Peter Cresswell said...

Sorry Tom, can't see anything in the spam folder, and I wouldn't expect your comments to be rejected, however mistaken they may be. Maybe a software glitch?

Tom Hunter said...

Test

Andrew B said...

Quarantine is very obviously a legitimate government function for those who are demonstrably sick and wilfully infecting others.

You have also mentioned negligently infecting others.

Does this mean for those for whom there is no evidence of infection (possibly asymptomatic or possibly pre-symptomatic) but who have been overseas where a virus is more prevalent or possibly in contact with the sick locally can legitimately be quarantined?
Can a government demand they take a test, and treat them as suspicious (continue to quarantine) if they refuse?

Rick said...

Here's the problem with having a non-objective ethics that is pragmatic rather than principled. An ethics that is all about the rules but willing to break them for circumstantial exceptions is just waiting for a "But Hitler" or "But Covid" or "But Heffalumps" to come along and kick its arse.

'Treaty is a Fraud' becomes 'Honor this living document'. 'The Harm Principle' had basically won the culture war but innovators found a way to slip in 'I'm offended' as a form of harm. So now we're re-litigating the same fights all over again but under different terms because we surrendered our definitions.

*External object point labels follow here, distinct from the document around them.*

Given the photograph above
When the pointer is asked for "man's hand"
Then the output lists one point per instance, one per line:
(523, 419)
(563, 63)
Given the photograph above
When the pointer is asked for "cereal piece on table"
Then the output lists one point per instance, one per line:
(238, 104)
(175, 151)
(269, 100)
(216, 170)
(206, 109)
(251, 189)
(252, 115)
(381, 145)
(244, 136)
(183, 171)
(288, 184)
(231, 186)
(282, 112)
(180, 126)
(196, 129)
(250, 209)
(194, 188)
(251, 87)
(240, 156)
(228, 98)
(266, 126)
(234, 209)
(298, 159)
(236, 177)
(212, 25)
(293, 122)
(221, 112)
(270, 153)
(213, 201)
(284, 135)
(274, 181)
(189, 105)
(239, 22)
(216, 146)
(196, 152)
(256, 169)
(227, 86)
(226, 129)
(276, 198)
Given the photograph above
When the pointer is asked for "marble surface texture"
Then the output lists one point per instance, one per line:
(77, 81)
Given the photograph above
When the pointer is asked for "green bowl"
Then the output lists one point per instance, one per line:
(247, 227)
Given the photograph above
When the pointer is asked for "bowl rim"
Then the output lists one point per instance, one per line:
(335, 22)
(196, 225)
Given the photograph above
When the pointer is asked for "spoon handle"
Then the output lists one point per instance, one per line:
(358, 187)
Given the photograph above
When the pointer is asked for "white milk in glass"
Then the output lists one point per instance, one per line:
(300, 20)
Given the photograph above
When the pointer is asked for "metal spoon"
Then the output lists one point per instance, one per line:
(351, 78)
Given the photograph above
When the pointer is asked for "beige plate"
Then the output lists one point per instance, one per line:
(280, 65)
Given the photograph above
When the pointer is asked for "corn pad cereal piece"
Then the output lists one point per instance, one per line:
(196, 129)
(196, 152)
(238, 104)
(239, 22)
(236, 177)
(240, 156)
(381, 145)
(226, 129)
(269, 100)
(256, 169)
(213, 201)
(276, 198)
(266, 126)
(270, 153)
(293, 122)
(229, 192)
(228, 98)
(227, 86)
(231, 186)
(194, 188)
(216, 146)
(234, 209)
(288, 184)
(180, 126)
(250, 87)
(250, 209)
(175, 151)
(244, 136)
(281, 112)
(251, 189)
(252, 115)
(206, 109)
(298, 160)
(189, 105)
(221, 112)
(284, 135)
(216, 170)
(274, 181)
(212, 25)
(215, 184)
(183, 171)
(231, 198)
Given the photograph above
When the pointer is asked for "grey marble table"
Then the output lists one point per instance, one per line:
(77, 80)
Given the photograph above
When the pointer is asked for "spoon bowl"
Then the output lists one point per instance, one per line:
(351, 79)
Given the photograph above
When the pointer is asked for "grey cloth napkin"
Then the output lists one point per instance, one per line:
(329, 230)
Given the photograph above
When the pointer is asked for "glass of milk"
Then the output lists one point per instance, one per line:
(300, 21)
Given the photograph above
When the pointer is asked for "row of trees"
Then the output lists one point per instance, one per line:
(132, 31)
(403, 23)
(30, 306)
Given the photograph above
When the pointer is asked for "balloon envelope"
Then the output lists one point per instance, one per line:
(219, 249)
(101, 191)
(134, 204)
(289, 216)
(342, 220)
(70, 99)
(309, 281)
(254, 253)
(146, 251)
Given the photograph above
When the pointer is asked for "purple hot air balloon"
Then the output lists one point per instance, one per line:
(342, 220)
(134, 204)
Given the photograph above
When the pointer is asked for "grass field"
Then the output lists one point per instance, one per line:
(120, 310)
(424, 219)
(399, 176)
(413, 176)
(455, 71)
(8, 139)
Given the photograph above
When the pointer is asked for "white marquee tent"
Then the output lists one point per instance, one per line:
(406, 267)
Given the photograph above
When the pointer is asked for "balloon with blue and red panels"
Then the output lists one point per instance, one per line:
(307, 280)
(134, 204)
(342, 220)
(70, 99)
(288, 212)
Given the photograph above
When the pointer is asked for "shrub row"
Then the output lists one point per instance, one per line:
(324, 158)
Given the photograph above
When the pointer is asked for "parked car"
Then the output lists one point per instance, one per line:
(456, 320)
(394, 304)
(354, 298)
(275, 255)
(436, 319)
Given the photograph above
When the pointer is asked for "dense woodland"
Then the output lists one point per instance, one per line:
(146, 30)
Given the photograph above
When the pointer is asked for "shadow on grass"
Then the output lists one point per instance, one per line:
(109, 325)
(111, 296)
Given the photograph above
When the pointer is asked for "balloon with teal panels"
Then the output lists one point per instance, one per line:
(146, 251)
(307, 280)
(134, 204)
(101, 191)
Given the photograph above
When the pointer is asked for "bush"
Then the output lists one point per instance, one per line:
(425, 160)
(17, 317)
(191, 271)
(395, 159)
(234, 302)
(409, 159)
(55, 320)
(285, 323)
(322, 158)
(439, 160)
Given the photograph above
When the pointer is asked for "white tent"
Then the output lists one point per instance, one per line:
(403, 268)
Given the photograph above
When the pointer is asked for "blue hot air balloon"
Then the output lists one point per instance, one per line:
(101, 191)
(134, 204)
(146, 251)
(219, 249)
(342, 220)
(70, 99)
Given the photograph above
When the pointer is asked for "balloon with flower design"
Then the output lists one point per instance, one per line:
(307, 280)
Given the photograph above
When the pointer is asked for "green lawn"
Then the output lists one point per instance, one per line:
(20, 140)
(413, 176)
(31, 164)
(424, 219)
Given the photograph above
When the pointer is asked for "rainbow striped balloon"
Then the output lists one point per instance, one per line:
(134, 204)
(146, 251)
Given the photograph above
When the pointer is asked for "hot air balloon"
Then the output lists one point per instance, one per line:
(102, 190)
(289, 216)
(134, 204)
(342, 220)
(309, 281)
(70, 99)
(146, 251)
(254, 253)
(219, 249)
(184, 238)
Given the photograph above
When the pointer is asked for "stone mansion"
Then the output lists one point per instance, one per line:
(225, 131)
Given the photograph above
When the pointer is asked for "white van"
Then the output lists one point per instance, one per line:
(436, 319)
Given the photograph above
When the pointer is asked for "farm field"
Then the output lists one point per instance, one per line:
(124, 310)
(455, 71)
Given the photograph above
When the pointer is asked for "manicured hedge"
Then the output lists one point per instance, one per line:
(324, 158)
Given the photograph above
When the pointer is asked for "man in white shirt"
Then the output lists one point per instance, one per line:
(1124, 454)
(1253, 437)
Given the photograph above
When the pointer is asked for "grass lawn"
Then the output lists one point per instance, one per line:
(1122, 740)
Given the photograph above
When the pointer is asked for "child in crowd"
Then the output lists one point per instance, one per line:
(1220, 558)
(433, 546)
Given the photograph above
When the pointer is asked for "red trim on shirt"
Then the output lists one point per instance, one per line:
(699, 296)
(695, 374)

If your moral system is not fit to withstand Hitler and other moral innovators then where is the blame? Surely it's the fault of A.A. Milne's or anyone else's failed attempt at morality that needs to go back to the drawing board. What vanity to say that a given system is sound but that it is *morality itself* that is defunct! And then insult on top of vanity to relegate morality to a pocket universe of safe space because, according to the peace-time libertarian, ethics is fragile and not working machinery fit for using in the field.